En su texto en The Guardian, Jenkins agrega que “cada uno de los seis finalistas al premio se alejó de los usuales ganadores del Stirling, tradicionalmente ‘declaraciones icónicas’ o formas generadas por computadora por ‘starchitects’ y que gritan ‘pónganme en las páginas a color’. Cada uno era —añade Jenkins— discreto y respetuoso con el contexto. Colectivamente sugieren que la arquitectura británica le da vuelta a la página y descubre una sorprendente humildad. Son noticias maravillosas”.
Y habría que preguntarse si sólo en Gran Bretaña. Si pensamos en el Pritzker, del año 2000 a la fecha, al menos, además de los “starchitects” de sobra conocidos —como Koolhaas (2000), Herzog y de Meuron (2001), Zaha Hadid (2004)— hubo premios a otros igualmente notables aunque con menos apariciones en las portadas de las revistas de arquitectura: Glen Murcutt (2002), Paulo Mendes da Rocha (2006), Zumthor (2009), Souto de Moura (2011) o Wang Shu (2012). Los temas de las últimas bienales de arquitectura en Venecia —para citar la de mayor impacto mediático— fueron, entre otros, Menos estética y más ética, dirigida por Massimiliano Fuksas en el 2000, Ciudades, arquitectura y sociedad, dirigida por Ricky Burdett en el 2006, La arquitectura más allá del edificio, dirigida por Aaron Betsky en el 2008, La gente se encuentra en la arquitectura, Kazuyo Sejima en el 2010 o Suelo/tierra común, dirigida por David Chipperfield en el 2012 —cuando el León de Oro se le entregó, no sin polémica, a La torre de David, un edificio de 45 pisos en Caracas que fue abandonado sin terminar y luego ocupado por más de 700 familias: sin duda signo del fracaso de cierta idea de modernidad y, de paso, de cierta idea de la arquitectura.

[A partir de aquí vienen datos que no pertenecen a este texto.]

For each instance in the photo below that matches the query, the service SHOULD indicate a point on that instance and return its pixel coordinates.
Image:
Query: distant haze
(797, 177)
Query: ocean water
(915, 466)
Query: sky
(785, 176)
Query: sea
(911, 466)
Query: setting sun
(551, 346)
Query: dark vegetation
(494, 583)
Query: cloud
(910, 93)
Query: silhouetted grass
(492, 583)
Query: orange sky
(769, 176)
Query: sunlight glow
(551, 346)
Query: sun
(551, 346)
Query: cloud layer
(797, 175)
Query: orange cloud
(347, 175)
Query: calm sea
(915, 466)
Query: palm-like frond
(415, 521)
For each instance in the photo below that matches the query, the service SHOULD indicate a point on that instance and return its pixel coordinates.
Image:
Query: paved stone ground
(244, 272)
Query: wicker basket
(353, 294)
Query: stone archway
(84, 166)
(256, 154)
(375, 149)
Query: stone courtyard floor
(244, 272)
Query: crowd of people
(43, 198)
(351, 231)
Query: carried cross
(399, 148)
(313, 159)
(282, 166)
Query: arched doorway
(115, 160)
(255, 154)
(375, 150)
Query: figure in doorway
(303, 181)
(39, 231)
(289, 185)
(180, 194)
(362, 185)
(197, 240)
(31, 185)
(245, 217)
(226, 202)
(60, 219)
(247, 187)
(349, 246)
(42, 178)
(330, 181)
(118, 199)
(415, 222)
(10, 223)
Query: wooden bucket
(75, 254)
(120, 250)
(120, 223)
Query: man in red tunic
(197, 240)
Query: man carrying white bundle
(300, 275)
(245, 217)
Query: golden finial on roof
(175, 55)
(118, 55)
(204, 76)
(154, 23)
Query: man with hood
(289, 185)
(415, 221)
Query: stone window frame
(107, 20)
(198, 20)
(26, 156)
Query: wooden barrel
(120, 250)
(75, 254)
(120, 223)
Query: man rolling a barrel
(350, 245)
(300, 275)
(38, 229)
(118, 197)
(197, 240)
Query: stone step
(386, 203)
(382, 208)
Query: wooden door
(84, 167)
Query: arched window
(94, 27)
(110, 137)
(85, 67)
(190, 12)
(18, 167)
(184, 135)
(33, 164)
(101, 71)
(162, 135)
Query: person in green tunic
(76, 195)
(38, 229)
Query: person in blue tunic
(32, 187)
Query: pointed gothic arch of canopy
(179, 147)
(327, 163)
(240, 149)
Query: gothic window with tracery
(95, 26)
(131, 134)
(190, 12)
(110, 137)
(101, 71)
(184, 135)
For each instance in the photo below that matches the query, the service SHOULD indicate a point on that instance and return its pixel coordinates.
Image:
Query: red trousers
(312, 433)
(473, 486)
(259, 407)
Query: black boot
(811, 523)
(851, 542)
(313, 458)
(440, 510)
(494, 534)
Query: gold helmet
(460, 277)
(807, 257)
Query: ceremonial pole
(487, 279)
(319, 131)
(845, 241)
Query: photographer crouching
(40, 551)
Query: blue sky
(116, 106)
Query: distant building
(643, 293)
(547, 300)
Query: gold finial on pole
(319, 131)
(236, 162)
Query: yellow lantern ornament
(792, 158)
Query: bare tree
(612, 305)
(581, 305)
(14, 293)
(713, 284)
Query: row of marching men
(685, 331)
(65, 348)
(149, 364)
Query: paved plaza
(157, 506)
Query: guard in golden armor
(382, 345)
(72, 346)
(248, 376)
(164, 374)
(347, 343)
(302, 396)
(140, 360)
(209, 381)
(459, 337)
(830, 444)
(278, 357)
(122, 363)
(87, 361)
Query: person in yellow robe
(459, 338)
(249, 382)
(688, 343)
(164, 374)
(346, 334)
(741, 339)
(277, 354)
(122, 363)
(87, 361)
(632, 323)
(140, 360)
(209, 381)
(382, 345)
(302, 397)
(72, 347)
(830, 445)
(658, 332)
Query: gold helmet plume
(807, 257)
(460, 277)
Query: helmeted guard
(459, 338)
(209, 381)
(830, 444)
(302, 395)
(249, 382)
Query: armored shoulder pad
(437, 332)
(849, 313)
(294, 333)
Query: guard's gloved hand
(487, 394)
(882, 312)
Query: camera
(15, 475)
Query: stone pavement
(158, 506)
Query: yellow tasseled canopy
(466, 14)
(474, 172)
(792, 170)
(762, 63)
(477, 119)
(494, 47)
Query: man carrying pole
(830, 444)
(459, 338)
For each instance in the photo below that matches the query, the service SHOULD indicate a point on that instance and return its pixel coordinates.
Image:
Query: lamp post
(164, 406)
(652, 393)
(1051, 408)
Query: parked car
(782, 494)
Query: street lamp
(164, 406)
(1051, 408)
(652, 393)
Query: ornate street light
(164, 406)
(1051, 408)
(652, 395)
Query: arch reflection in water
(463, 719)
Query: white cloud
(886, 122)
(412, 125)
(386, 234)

Justo un año antes, en el congreso Arquine del 2011, fueron mucho mejor recibidos Oscar Hagerman o Cameron Sinclair de Architecture for humanity, que Zaha Hadid y su fracasado intento de explicar sus formas espectaculares. ¿Se trata de una vuelta a la página y el descubrimiento de una sorprendente humildad, como apunta Jenkins para la arquitectura británica?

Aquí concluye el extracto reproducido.